OPINIÓN
Ciudades dependientes
Última actualización 22/01/2009@23:06:57 GMT+1
Existen ciudades que identificamos de inmediato por su actividad principal. Así ha sido siempre. Las hemos transformado en iconos simplificados; etiquetas de sí mismas. Si su actividad tiene que ver con el mundo de la empresa, la innovación y las economías de escala, no suele haber problemas de adaptación, en un hipotético cambio de rumbo de los mercados. Pero hay otras ciudades que son monoespecíficas. Poseen, por ello, un alto grado de dependencia, y no han sido capaces de complementar con otras fórmulas el estigma de la especialización. Cuanto mayor es ésta, más sometidas se encuentran al caprichoso vaivén de la demanda.
Ya advirtió el sociólogo Manuel Castells, no hace tanto tiempo, que para entrar en la economía global, una ciudad debería constituirse como nodo urbano, conteniendo, al menos, los siguientes elementos imprescindibles: aeropuerto internacional, hoteles de lujo, gestión de servicios avanzados, telecomunicaciones por satélite, empresas financieras y consultoras, oficinas del gobierno regional y local para el control de las inversiones, y personal cualificado.

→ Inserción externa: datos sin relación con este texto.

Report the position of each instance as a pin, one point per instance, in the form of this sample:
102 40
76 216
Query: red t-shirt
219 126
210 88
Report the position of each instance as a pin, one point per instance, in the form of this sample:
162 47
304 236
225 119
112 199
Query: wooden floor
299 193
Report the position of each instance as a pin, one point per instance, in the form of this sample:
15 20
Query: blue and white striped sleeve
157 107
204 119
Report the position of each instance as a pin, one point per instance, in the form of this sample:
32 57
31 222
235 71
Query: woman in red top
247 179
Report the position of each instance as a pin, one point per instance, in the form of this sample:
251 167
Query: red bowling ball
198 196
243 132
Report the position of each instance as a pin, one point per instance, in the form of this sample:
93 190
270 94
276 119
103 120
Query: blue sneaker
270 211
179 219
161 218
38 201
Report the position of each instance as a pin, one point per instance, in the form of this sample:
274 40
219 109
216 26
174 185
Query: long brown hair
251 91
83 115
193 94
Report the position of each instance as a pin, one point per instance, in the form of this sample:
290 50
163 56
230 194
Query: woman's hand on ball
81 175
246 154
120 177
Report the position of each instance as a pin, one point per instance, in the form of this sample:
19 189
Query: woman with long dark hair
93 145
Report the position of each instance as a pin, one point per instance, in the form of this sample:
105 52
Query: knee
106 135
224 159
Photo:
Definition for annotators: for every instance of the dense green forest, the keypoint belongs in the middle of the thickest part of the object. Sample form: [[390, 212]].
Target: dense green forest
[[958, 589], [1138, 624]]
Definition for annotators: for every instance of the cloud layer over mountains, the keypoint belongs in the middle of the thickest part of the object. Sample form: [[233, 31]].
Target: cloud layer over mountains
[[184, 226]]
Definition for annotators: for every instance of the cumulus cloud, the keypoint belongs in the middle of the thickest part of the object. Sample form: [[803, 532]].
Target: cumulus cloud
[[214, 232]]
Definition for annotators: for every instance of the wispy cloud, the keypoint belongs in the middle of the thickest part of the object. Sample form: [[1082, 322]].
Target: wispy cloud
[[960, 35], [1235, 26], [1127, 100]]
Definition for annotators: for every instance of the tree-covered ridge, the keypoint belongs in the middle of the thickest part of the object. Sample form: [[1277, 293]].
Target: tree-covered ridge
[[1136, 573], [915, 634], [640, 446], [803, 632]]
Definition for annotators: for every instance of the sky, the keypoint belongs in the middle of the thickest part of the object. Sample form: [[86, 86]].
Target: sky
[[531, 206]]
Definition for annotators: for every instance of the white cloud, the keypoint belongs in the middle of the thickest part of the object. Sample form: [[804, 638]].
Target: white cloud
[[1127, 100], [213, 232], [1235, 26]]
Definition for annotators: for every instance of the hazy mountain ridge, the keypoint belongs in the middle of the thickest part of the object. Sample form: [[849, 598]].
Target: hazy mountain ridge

A pesar de ello, advertía de que la emergencia de estos nodos, en cualquier caso, dependía no de planteamientos urbanísticos sino de complejos factores multinacionales sobre los que apenas podrían ejercer un control previo y mucho menos previsiones seguras. Las ciudades son hoy, más que lugares geográficos, ‘procesos’. Están estructuradas por flujos de información y consumo de servicios avanzados que las incluyen o excluyen del sistema mundial en red. Si comprendemos bien las raíces y el efecto de este fenómeno, que es nuevo, podríamos anticipar mejor qué podrá suceder en aquellas que no están bien situadas o se han quedado descolgadas, confundidas por su propia dependencia.